Gericht: Bayerischer Verwaltungsgerichtshof
Beschluss verkündet am 27.05.2008
Aktenzeichen: 22 ZB 07.3428
Rechtsgebiete: GastG, GG


Vorschriften:

GastG § 5 Abs. 1 Nr. 1
GastG § 21 Abs. 1
GG Art. 6 Abs. 1
Diese Entscheidung enthält keinen zur Veröffentlichung bestimmten Leitsatz.
Bayerischer Verwaltungsgerichtshof

22 ZB 07.3428

In der Verwaltungsstreitsache

Wegen gaststättenrechtlicher Auflage;

hier: Antrag der Kläger auf Zulassung der Berufung gegen das Urteil des Bayerischen Verwaltungsgerichts Augsburg vom 24. Oktober 2007,

erlässt der Bayerische Verwaltungsgerichtshof, 22. Senat,

durch den Vorsitzenden Richter am Verwaltungsgerichtshof Dr.
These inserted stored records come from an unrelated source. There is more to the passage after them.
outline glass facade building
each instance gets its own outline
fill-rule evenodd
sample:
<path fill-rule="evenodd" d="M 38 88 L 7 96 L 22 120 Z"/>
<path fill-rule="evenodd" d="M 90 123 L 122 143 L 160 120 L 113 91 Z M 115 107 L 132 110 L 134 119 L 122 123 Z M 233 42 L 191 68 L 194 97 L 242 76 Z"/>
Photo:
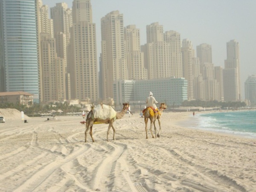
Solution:
<path fill-rule="evenodd" d="M 180 105 L 188 99 L 187 87 L 187 80 L 183 78 L 116 81 L 114 100 L 117 104 L 127 102 L 143 104 L 151 91 L 160 103 Z"/>
<path fill-rule="evenodd" d="M 35 2 L 0 0 L 0 91 L 28 92 L 38 102 Z"/>

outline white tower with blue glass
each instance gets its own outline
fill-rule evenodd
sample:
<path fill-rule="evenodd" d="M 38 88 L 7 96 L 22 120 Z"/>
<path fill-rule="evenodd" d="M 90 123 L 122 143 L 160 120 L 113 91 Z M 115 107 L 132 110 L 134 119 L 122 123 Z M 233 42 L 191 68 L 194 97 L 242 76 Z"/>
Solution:
<path fill-rule="evenodd" d="M 0 0 L 0 92 L 23 91 L 39 102 L 35 0 Z"/>

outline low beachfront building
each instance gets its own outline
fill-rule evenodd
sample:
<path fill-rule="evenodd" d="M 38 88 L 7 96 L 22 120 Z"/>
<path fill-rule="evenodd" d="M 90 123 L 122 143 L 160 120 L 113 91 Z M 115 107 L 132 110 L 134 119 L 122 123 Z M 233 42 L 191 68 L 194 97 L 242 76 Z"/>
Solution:
<path fill-rule="evenodd" d="M 130 104 L 145 105 L 149 92 L 159 102 L 179 105 L 187 100 L 187 80 L 183 78 L 141 80 L 118 80 L 113 83 L 115 105 L 129 102 Z"/>
<path fill-rule="evenodd" d="M 33 94 L 24 91 L 0 92 L 0 103 L 19 103 L 27 106 L 33 105 Z"/>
Schenk, den Richter am Verwaltungsgerichtshof Hösch, den Richter am Verwaltungsgerichtshof Eder

ohne mündliche Verhandlung am 27. Mai 2008

folgenden Beschluss:

Tenor:

I. Die Anträge auf Zulassung der Berufung werden abgelehnt.

II. Die Kläger tragen die Kosten des Antragsverfahrens je zur Hälfte.

III. Der Streitwert für das Antragsverfahren wird auf 10.000 Euro festgesetzt.

Gründe:

Die Anträge auf Zulassung der Berufung bleiben ohne Erfolg, weil unter Zugrundelegung der Darlegungen der Kläger die allein geltend gemachten ernstlichen Zweifel an der Richtigkeit des verwaltungsgerichtlichen Urteils nicht bestehen (§ 124 Abs. 2 Nr. 1, § 124 a Abs. 4 Satz 4 VwGO).

Zutreffend ist das Verwaltungsgericht davon ausgegangen, dass die Voraussetzungen für ein Beschäftigungsverbot des Klägers zu 2 in der Gaststätte der Klägerin zu 1 gemäß § 21 Abs. 1 GastG vorliegen. Das Verwaltungsgericht verweist insoweit zu Recht auf die vier rechtskräftigen Verurteilungen, die im Führungszeugnis des Klägers zu 2 vom 1. Februar 2007 enthalten sind. Jedenfalls die drei Verurteilungen aus den Jahren 1998, 2000 und 2005 jeweils wegen gefährlicher Körperverletzung rechtfertigen die von den Verwaltungsbehörden und vom Verwaltungsgericht angestellte Prognose, dass der Kläger zu 2 nach dem Gesamtbild seines Verhaltens gerade im Hinblick auf die Art der von der Klägerin zu 1 betriebenen Gaststätte und deren Gäste nicht die für eine berufliche Tätigkeit in dieser Gaststätte erforderliche Zuverlässigkeit i.S. des § 4 Abs. 1 Satz 1 GastG besitzt (vgl. BVerwG vom 17.12.1974, GewArch 1975, 132). Die von den Strafgerichten getroffenen tatsächlichen Feststellungen können insoweit bei der gewerberechtlichen Beurteilung zulasten des Betroffenen zu Grunde gelegt werden (vgl. BVerwG vom 26.2.1997, GewArch 1997, 242). Gerade die wiederholte Verurteilung wegen gefährlicher Körperverletzung zeigt, dass beim Kläger zu 2 ein erhebliches Risiko besteht, sich in kritischen Situationen nicht zu beherrschen und mit Gewalttätigkeiten zu reagieren. Selbst wenn man die erste Tat noch als "Jugendsünde" entschuldigen wollte, hat sich der Kläger zu 2 bereits eineinhalb Jahre später mit dem gleichen Delikt erneut strafbar gemacht. Wie zudem dem Urteil des Amtsgerichts *******, Zweigstelle *********, vom 12. Juli 2007 (Bl. 38 ff d. Verwaltungsakten), der Anklageschrift der Staatsanwaltschaft ******* (Allgäu) vom 1. Februar 2005 (Bl. 41 ff d. Verwaltungsakten) und den polizeilichen Ermittlungen (Bl. 20 ff d. Verwaltungsakten) entnommen werden kann, hat der Kläger zu 2 die letzte gefährliche Körperverletzung im Rahmen seiner Tätigkeit als Türsteher der Table-Dance-Bar in **********, ** ********* ** - und damit in einem der Gaststätte der Klägerin zu 1 vergleichbaren Betrieb - begangen.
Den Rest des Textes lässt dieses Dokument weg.